Early in November, the Securities and Exchange Commission (SEC) instituted a new rule titled PCAOB Rule 6100, which is under the Holding Foreign Companies Accountable Act, usually shortened to HFCA. Rule 6100 is a key development because it acts as a system for the PCAOB’s determination in the event that it cannot investigate or inspect registered public accounting firms that are based in overseas or international areas. The HFCA went into effect in December of 2020, and the act requires foreign-owned issuers to certify that the PCAOB can audit certain reports and inspect the issuer’s audit firm during the prior three years. If the PCAOB cannot investigate the auditing firm for three consecutive years, then the company cannot trade its securities on the national exchange.
In accordance with the Sarbanes-Oxley Act passed in 2002, the PCAOB has to inspect registered public accounting firms in foreign jurisdictions as well as the United States to investigate all potential violations of professional standards. SEC rules require that identified companies submit specific documents to the SEC by a specific due date. The SEC wants to ensure that companies are not owned by a government entity in that jurisdiction nor are they influenced by the government.

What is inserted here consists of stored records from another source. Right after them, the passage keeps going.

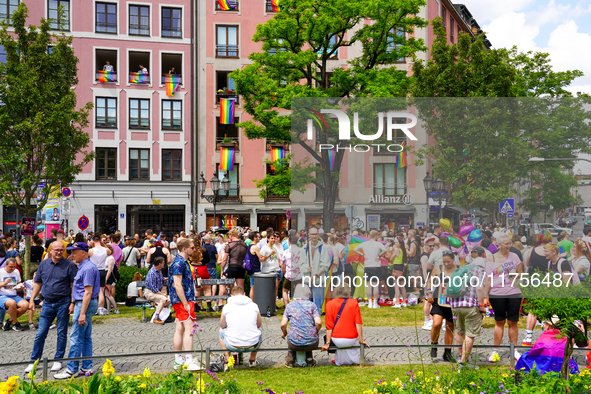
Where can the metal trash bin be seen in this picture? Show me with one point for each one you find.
(264, 292)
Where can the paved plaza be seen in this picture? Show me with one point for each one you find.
(127, 335)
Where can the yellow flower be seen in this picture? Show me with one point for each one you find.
(108, 368)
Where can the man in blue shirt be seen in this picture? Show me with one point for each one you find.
(54, 281)
(83, 306)
(182, 297)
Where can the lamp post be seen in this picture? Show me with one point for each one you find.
(216, 197)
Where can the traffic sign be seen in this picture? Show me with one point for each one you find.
(507, 206)
(83, 223)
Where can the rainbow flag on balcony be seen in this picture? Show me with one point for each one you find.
(225, 5)
(172, 82)
(227, 159)
(401, 157)
(107, 76)
(275, 5)
(138, 78)
(226, 111)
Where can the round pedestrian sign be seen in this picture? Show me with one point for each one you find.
(83, 222)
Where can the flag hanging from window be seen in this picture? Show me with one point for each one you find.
(138, 78)
(227, 159)
(172, 82)
(225, 5)
(226, 111)
(275, 5)
(401, 157)
(107, 76)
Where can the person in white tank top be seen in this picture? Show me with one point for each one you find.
(98, 255)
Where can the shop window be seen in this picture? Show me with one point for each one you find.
(234, 193)
(105, 61)
(7, 8)
(172, 67)
(106, 18)
(139, 164)
(233, 5)
(171, 22)
(227, 133)
(106, 112)
(172, 164)
(139, 67)
(225, 87)
(389, 180)
(55, 22)
(139, 20)
(226, 41)
(105, 219)
(172, 113)
(106, 163)
(139, 113)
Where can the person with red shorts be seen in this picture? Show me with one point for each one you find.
(182, 297)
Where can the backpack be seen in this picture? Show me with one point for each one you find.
(247, 263)
(459, 282)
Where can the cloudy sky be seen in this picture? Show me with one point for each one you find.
(561, 28)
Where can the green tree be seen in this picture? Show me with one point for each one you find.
(297, 47)
(42, 130)
(482, 145)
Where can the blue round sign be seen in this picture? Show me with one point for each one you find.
(83, 223)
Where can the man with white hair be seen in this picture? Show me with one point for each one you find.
(304, 321)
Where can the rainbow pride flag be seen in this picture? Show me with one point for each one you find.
(138, 78)
(275, 5)
(227, 159)
(226, 6)
(107, 76)
(401, 157)
(226, 111)
(172, 82)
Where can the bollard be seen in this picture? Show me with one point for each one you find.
(207, 358)
(45, 362)
(361, 354)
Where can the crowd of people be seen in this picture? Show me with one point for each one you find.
(78, 274)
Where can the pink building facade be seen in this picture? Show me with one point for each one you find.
(227, 44)
(141, 177)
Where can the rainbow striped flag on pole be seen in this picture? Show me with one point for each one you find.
(275, 5)
(227, 159)
(226, 111)
(226, 6)
(107, 76)
(172, 82)
(138, 78)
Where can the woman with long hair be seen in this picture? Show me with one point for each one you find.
(399, 261)
(535, 260)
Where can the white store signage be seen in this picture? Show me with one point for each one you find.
(407, 199)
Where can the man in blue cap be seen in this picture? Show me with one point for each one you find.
(84, 305)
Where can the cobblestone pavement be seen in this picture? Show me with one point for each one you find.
(125, 336)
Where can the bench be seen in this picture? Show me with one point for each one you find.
(215, 282)
(142, 301)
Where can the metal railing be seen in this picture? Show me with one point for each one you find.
(207, 353)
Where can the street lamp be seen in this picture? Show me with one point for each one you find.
(216, 197)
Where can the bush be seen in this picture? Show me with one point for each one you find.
(126, 278)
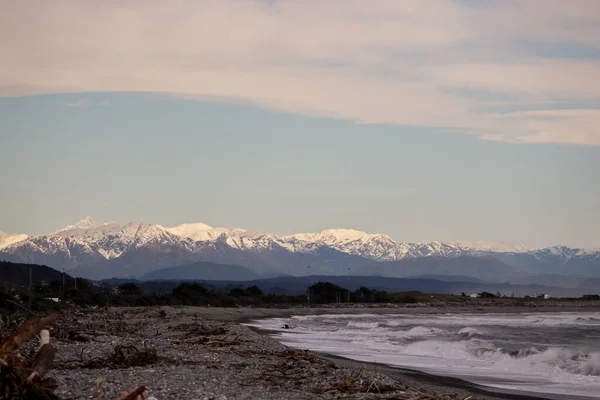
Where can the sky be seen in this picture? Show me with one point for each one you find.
(441, 120)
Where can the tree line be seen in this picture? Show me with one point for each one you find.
(81, 292)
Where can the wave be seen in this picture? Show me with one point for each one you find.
(548, 361)
(363, 325)
(468, 331)
(420, 331)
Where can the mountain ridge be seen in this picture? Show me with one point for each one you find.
(136, 248)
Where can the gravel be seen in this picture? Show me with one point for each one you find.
(202, 356)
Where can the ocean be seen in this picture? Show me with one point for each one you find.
(554, 354)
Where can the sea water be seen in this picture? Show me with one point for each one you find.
(555, 353)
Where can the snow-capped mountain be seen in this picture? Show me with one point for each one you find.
(498, 247)
(98, 250)
(6, 239)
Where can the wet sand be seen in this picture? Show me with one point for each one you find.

In these documents, commissioned issuers need to:
Identify the accounting firm that prepared the report
The percentage of shares owned by the government
Whether the government has a controlling influence on the company
Whether any board members are members of the Chinese Communist Party
Whether the articles of incorporation contain elements of the charter of the Chinese Communist Party
While there has been some confusion regarding the implementation of these standards, rule 6100 attempts to clear this up.
The Implementation of Rule 6100
The SOX Act of 2002 requires that the PCAOB investigate public accounting firms in the United States and foreign jurisdictions if there is any suspected rules violation. In some cases, this places the PCAOB in direct confrontation with local laws, placing certain people in a difficult position. Therefore, the PCAOB has worked closely with international agencies and partners to try to make alternative arrangements that make it easier for the PCAOB to do its job without violating any local laws.
Essentially, arrangements made with foreign services should still permit the PCAOB to do its job by:
Carrying out investigations and inspections that are specified by the SOX Act
Picking the potential violations that need to be examined in-depth
Being given access to information, audit papers, and personnel that could be relevant to the PCAOB’s investigation
Even though a lot of companies have cooperated with rule 6100, this is not the case for all companies. As a result, the PCAOB has created a specific list of areas where the PCAOB cannot do its job because foreign entities have denied the PCAOB access. Typically, the PCAOB can conduct its investigations as needed in areas other than Hong Kong and China, and Congress decided to implement the HFCA to force the PCAOB to figure out where it cannot fully investigate public accounting firms in foreign locations.
Now, rule 6100 of the PCAOB creates a process for the necessary determinations under HFCA. There are a lot of factors that play a role in the determinations including issues related to registered firms in foreign jurisdictions, board determinations, the timing of these determinations, and the basis of them. In addition, these determinations might need to be reassessed in the future. This rule is important because it could have implications related to the ability of a foreign company to issue its securities on the national stock exchange, which plays a role in the ability of the company to raise capital and impacts trade across international borders.